Lors d’un débat en direct sur la plateforme Space, animé par le journaliste Stanis Bujakera Tshiamala, l’opposant et ancien vice-Premier ministre José Makila Sumanda a livré une analyse percutante sur la crise sécuritaire qui secoue l’Est de la République démocratique du Congo, et plus précisément sur le rôle joué par l’ex-président Joseph Kabila dans l’émergence du mouvement rebelle M23.
Parmi les déclarations qui marquent les esprits, celle concernant la responsabilité de l’arrivée du M23 dans la capitale congolaise se distingue particulièrement. Selon Makila, ce n’est pas l’ancien chef de l’État qui aurait permis le retour du mouvement armé à Kinshasa, mais bien le président actuel, Félix Tshisekedi. Une prise de position qui bouscule les narratives dominantes et relance le débat sur la gestion de la sécurité nationale.

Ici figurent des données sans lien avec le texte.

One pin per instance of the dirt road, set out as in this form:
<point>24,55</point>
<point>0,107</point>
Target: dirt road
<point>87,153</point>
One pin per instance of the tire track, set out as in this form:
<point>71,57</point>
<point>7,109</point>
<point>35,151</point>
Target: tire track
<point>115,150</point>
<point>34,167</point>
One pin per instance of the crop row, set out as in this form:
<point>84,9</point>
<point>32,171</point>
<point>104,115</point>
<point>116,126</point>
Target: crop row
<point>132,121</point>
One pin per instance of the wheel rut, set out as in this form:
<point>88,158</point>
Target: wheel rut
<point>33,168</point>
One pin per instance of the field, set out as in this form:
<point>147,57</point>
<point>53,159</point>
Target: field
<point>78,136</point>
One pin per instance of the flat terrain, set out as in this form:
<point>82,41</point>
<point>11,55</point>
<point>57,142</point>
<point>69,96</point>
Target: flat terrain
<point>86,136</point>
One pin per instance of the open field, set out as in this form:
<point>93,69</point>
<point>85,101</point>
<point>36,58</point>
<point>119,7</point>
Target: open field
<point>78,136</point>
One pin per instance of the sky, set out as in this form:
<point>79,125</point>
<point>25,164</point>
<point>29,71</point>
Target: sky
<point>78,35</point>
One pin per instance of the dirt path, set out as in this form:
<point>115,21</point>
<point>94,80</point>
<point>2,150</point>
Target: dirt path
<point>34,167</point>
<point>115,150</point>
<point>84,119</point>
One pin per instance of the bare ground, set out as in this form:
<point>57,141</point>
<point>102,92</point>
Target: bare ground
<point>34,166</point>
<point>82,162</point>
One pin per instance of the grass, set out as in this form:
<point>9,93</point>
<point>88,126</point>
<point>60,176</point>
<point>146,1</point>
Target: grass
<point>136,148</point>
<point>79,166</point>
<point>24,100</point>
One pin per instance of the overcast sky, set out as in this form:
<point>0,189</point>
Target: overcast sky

Kabila n’a pas protégé le M23, affirme Makila
L’opposant a tenu à clarifier un point souvent mal interprété : Joseph Kabila n’aurait jamais entretenu de relations étroites avec les leaders du M23. « Personne au sein du M23 n’a assuré la protection de Kabila », a-t-il déclaré avec fermeté. Il a également souligné que la population des provinces du Nord-Kivu et du Sud-Kivu, actuellement sous contrôle du mouvement rebelle, est soumise aux mêmes forces de sécurité locales, indépendamment de sa relation avec l’ex-président.

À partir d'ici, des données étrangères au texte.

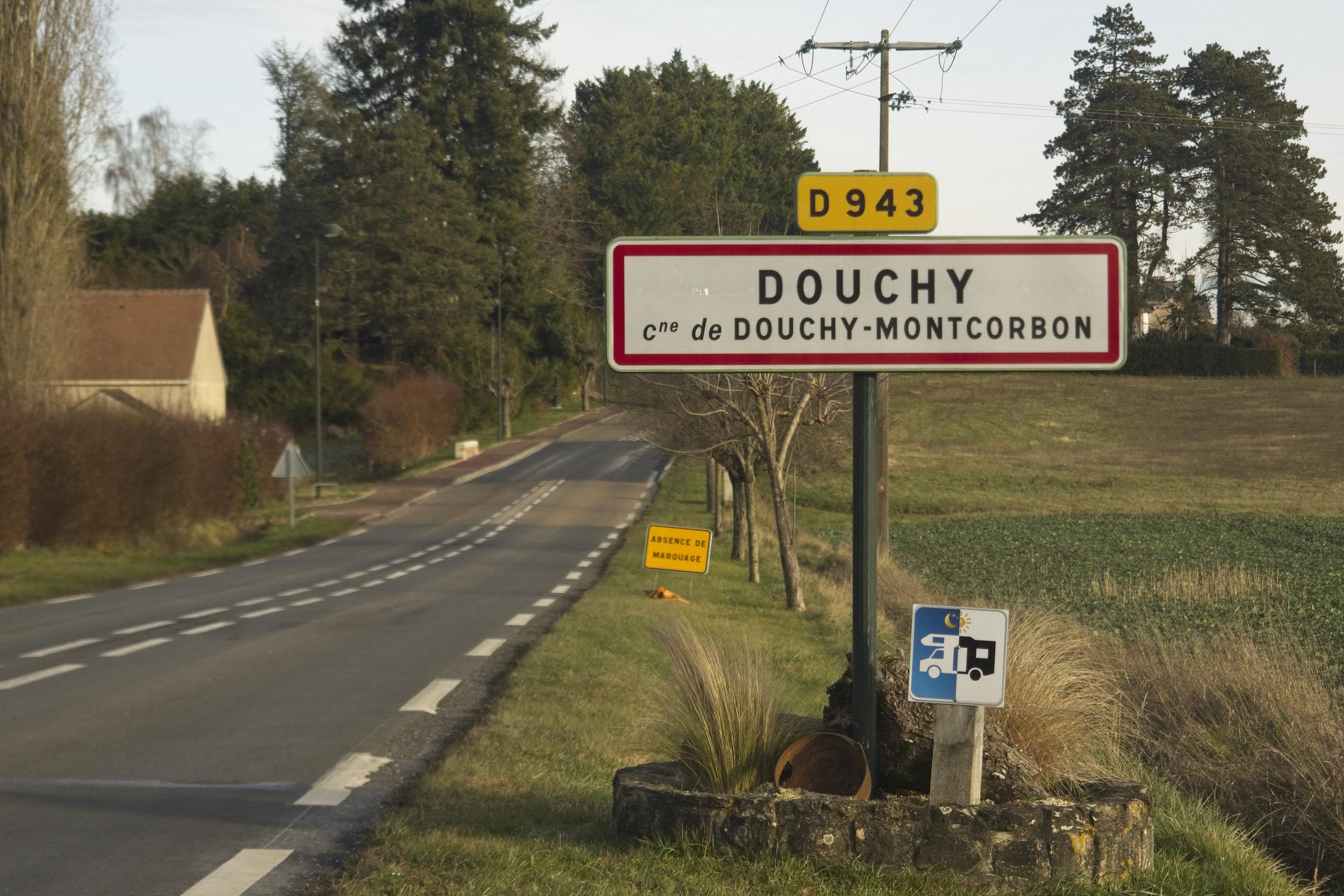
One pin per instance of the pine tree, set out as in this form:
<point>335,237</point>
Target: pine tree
<point>1271,251</point>
<point>471,70</point>
<point>1121,151</point>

Makila a rappelé que, sous le mandat de Kabila, la priorité était la défense de l’intégrité territoriale du pays. « Il n’a jamais eu de différend personnel avec les chefs du M23, ni avec Sultani Makenga ni avec Laurent Nanga », a-t-il précisé. Pour lui, les accusations portées contre Kabila s’avèrent infondées, d’autant plus qu’il n’occupe plus aucune fonction officielle depuis son départ du pouvoir.
Tshisekedi pointé du doigt pour la normalisation avec le M23
La charge la plus forte de Makila vise directement le chef de l’État actuel. Selon lui, c’est Félix Tshisekedi qui aurait, par ses décisions, permis au M23 de s’imposer comme un acteur incontournable sur la scène politique congolaise. « Ce n’est pas Kabila qui a ramené le M23 à Kinshasa, c’est Tshisekedi », a-t-il affirmé avec conviction. Cette déclaration s’appuie sur l’idée que la normalisation des relations entre Kinshasa et le mouvement rebelle aurait été une initiative du président en exercice, rendant toute critique envers son prédécesseur incohérente.
Cette analyse soulève une question cruciale : dans quelle mesure les choix diplomatiques et politiques de Tshisekedi ont-ils influencé la résurgence du M23 ? Makila semble suggérer que les tensions actuelles trouvent leur origine dans des erreurs stratégiques de l’administration actuelle, plutôt que dans les actions passées de l’exécutif précédent.
Une guerre interétatique ou une rébellion soutenue ?
Sur la nature même du conflit, l’opposant a apporté un éclairage original. Il a rejeté l’idée d’une guerre officielle entre la RDC et le Rwanda, soulignant l’absence de frappes directes sur le territoire rwandais malgré la présence d’avions de combat comme les Sukhoï et de drones dans l’arsenal congolais. « Pourquoi ces appareils ne vont-ils pas pilonner le Rwanda si nous étions en guerre ? », a-t-il interrogé, mettant en lumière l’ambiguïté des opérations militaires menées.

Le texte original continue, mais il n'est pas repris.